Agreed. I think stories where the narrator turns out to be a cat are fairly common. That's probably what put me off this one.

Thanks for the feedback. My intention was to make the cat's POV similar to the creature from the movie Alien. I don't think I've tried to write before from an animal's perspective. Yes you are correct, there are a number of times that the use of cat as narrator has been used.
 
@paranoid marvin

I thought it was a well written and interesting story. If I’m being honest the only reason I didn’t vote for it was because I already had a cat twist ending story in the queue and the other one came first.

Thankyou for your comments. I assume you're referring to 'What They're Really Thinking'? Yes, that was a very well written entry.
 
@paranoid marvin, I like your story and I gave it one of my votes. I felt that the set up was good; it had me expecting some horrible space monster. The second paragraph reveal gave me that moment of confusion before I rethought what I thought I had thought. It did exactly what a good plot twist should do.

Minor criticism is that I did not see a reason to have the final sentence in italics. Usually, that indicated internal thought, but then it should have been in first person. However, first person without a thought tag would have been confusing, so third person was probably the correct choice, just not in italics. Arguably, the final line could've been omitted, but including it was not an issue.

No, I did not realize that the setting was Nostromo, I just looked up the reference. It may have been the inspiration behind the story, but it wasn't needed for understanding it.

All in all, it was a nice, fun piece.

Thanks for the feedback, and of course for the vote. I wasn't really sure whether or not to use the last line, as I could/should have left it to the reader to come to the right conclusion.

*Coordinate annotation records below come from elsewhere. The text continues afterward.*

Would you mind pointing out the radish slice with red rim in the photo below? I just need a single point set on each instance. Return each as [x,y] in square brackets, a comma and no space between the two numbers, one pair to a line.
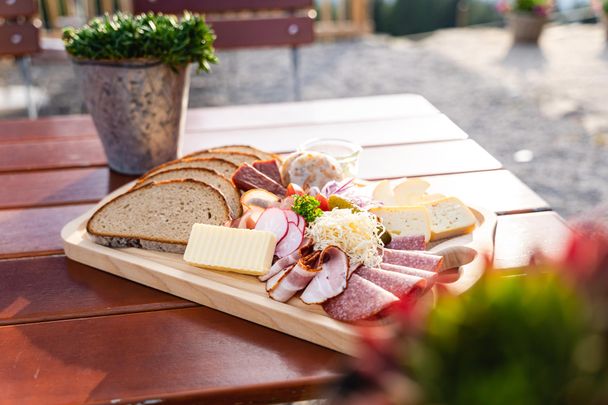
[275,221]
[291,242]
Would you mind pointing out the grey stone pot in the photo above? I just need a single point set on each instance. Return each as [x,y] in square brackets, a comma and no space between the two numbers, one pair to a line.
[138,108]
[526,27]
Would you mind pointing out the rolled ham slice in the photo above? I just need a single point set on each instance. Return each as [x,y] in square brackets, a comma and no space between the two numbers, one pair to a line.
[361,300]
[331,280]
[400,284]
[285,284]
[417,260]
[408,242]
[429,276]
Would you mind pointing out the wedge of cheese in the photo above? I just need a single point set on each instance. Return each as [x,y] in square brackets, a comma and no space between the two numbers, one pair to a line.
[405,221]
[243,251]
[450,217]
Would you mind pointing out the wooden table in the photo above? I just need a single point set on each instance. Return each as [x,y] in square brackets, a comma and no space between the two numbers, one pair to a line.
[70,333]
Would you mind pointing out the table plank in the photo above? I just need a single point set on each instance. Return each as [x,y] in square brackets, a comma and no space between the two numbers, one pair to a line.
[425,159]
[425,128]
[35,231]
[52,288]
[199,352]
[519,236]
[496,190]
[53,187]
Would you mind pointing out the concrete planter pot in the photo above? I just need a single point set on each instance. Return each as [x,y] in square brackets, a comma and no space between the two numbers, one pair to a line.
[138,108]
[526,27]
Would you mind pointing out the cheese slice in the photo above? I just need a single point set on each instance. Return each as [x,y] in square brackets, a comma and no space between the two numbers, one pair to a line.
[450,217]
[405,221]
[243,251]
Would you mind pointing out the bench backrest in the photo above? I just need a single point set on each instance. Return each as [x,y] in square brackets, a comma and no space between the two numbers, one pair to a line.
[18,35]
[245,23]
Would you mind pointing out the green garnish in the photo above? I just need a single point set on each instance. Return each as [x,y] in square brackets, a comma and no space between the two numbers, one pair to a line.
[307,206]
[175,42]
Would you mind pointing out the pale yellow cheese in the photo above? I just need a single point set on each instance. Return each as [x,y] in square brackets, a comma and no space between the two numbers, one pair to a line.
[243,251]
[405,221]
[450,217]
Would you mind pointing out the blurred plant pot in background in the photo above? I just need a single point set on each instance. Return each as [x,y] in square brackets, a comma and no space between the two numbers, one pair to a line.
[526,27]
[138,107]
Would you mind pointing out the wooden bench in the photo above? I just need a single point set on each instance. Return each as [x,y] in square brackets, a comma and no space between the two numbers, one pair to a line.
[249,23]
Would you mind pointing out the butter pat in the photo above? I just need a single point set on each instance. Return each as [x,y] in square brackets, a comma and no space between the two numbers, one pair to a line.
[405,221]
[450,217]
[243,251]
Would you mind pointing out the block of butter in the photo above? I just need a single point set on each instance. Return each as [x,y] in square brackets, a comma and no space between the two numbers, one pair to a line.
[405,221]
[450,217]
[243,251]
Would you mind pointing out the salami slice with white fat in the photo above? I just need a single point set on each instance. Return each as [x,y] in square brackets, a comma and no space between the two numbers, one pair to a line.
[414,259]
[400,284]
[361,300]
[430,276]
[407,242]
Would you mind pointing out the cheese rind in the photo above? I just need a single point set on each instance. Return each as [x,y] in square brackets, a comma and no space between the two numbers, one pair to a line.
[405,221]
[243,251]
[450,217]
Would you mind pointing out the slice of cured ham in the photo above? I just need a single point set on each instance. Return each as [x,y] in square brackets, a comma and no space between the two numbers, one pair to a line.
[430,276]
[408,242]
[361,300]
[400,284]
[285,284]
[247,177]
[417,260]
[331,280]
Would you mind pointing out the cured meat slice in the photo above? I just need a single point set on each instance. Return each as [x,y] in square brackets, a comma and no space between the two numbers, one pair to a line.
[430,276]
[361,300]
[270,168]
[280,265]
[246,177]
[293,280]
[417,260]
[400,284]
[407,242]
[331,280]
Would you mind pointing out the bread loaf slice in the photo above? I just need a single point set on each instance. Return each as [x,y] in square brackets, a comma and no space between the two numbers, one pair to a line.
[158,216]
[224,186]
[220,166]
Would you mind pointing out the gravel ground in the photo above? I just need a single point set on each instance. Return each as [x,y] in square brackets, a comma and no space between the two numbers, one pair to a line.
[541,111]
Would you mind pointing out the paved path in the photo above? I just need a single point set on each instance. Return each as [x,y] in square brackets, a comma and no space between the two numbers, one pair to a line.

The reference to Jones the cat and Ripley the warrant officer was more of an Easter egg than something critical to the story, but I did intend to leave the reader with the impression that this was an evil alien entity than a pussy cat.

Thanks again.
 
@THX1138 I thought those two revisions did a better job of characterization. I definitely was able to make more of a personal connection to the story. Good work!
 
This one garnered nary a sidelong glance, so any insight would be much appreciated. Thanks!

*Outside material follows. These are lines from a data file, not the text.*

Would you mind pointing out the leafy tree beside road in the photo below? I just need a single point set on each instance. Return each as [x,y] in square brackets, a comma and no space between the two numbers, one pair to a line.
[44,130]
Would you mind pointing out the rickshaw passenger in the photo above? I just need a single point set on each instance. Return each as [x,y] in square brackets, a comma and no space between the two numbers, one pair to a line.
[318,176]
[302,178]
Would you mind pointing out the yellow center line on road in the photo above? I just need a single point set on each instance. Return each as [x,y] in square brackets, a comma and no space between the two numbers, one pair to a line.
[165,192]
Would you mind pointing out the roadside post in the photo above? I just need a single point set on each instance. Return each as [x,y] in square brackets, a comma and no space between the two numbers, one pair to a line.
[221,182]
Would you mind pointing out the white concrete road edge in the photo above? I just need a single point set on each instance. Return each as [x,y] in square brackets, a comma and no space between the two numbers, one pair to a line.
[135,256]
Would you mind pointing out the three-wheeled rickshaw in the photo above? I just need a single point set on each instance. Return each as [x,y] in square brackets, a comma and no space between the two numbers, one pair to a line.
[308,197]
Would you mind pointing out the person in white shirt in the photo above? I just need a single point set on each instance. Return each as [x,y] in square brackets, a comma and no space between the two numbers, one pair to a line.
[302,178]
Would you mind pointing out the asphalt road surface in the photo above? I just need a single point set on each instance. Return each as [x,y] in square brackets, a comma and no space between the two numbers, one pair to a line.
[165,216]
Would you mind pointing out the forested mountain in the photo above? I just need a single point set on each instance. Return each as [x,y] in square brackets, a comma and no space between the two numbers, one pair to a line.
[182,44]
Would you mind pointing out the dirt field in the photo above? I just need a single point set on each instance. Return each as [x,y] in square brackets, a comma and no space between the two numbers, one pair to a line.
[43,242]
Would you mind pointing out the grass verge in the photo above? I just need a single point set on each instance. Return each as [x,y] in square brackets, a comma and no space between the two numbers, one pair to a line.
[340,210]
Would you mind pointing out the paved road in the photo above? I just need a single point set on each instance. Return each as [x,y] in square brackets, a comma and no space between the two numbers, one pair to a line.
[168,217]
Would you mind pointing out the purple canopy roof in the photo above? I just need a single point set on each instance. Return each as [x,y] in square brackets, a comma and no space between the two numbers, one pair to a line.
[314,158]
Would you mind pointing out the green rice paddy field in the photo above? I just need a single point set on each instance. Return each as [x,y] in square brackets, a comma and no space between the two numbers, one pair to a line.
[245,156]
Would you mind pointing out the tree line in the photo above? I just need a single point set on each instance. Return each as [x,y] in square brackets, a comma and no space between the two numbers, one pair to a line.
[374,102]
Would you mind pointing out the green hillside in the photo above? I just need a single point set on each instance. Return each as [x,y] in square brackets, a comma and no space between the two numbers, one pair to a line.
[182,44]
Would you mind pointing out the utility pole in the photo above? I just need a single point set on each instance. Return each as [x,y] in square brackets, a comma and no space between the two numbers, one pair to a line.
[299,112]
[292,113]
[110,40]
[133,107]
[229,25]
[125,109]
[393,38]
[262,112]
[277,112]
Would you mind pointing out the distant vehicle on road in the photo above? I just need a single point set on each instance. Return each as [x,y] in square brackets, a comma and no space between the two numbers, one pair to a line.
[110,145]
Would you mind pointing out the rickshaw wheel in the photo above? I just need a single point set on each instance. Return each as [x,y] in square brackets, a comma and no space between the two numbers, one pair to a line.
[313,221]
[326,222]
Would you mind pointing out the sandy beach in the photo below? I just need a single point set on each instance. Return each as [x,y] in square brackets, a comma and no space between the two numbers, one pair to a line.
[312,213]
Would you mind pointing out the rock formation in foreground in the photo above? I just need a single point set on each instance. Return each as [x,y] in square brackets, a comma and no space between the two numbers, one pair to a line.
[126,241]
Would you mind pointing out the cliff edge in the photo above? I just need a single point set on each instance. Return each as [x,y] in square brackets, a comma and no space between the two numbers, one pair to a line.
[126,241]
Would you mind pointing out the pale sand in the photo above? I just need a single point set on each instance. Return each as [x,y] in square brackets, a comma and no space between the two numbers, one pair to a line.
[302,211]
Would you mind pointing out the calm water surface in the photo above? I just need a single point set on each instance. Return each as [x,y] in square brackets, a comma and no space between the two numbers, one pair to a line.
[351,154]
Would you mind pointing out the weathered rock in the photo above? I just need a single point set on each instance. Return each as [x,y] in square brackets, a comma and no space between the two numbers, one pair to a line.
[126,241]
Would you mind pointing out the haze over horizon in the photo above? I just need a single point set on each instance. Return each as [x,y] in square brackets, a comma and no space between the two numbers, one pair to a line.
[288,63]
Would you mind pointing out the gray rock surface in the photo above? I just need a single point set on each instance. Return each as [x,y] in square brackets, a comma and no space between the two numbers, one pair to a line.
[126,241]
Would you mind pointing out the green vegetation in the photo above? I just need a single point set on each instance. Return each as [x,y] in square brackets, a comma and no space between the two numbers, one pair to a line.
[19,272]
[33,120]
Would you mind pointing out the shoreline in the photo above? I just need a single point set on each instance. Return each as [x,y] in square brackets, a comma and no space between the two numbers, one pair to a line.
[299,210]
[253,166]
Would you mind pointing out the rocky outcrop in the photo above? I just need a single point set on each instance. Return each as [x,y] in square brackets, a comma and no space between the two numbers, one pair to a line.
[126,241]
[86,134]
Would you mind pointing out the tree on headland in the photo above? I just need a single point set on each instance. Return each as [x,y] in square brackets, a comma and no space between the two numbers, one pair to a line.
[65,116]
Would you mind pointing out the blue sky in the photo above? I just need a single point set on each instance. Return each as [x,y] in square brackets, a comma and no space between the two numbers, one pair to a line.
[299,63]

How to Befriend the Lunar Settlement’s Grumpy Mad Scientist

“That crank is just a crazy old man!”

“How do you know? Ever talked to him?”

“Well, no. But he transcombobulated Selene’s cat into a pigeon!”

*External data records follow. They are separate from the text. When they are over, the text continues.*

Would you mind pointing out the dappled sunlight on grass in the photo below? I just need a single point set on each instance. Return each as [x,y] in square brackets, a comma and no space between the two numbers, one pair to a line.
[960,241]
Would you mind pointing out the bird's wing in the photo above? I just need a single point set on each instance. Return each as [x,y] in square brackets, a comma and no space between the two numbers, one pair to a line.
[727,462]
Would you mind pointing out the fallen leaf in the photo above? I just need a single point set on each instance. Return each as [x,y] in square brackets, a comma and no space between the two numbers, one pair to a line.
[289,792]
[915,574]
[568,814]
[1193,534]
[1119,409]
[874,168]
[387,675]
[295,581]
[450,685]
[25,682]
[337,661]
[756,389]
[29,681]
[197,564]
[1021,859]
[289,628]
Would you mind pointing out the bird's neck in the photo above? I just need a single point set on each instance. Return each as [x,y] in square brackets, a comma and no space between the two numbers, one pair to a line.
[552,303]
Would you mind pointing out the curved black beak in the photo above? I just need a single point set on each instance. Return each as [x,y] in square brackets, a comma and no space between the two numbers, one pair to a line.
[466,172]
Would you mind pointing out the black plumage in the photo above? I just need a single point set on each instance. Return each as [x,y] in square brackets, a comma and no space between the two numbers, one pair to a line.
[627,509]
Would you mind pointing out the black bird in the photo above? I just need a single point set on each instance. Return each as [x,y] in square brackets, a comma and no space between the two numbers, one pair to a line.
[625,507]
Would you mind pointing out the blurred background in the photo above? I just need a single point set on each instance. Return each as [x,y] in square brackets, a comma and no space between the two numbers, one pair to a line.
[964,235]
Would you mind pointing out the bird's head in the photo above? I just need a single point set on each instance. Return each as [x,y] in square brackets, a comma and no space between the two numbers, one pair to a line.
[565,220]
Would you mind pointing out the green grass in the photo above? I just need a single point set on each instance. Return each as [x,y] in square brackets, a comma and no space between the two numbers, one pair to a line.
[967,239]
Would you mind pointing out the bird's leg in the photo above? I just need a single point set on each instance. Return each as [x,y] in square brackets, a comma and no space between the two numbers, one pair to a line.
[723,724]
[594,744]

“Did not. Rupert said that and he’s full of it. I’m going to talk to him.”

“You’re crazy! He’ll transcombobulate you into a pigeon!”

#

There was a knock on the door, probably that obnoxious habitat kid Rupert again. He deserved to be transcombobulated into a pigeon.

But it wasn’t the brat kid. “What do you want?”

“Hello mister. I’m Tommy. Want a cookie?”

Mmm, the retired professor loved cookies. “Sure,” he said.
 
@JS Wiig I don't list my shot lists but this one made mine because I understood it and saw the hummer in it.
But my question is, why did the cat get transcombobulated into a pigeon?
How is Rupert and why does he deserve the same?
I know that the 2nd person in the conversation is Tommy, but who is the 1st person in the conversation? It's not Rupert, we know that.

The second half of the story made sense to me; the old man was being teased and appreciated Tommy's kindness.
 
@JS Wiig, this story had a positive message, which I enjoyed, though the title seemed to do a lot of the heavy lifting for the story set up -- it gave the environment and the characterization of the old man. My challenge was that I did not see the motivation for Tommy's actions. I did not know why he wanted to visit the old man, who seems to be guilty of the rumored transgressions, nor why he would offer cookies. Without motivation, Tommy's act of kindness just sort of happened.
 
I have to be honest that I read it a complete of times and I didn't understand it. I've read it again now a couple of times and still don't. It's well written and I love the word 'transcombobulated'.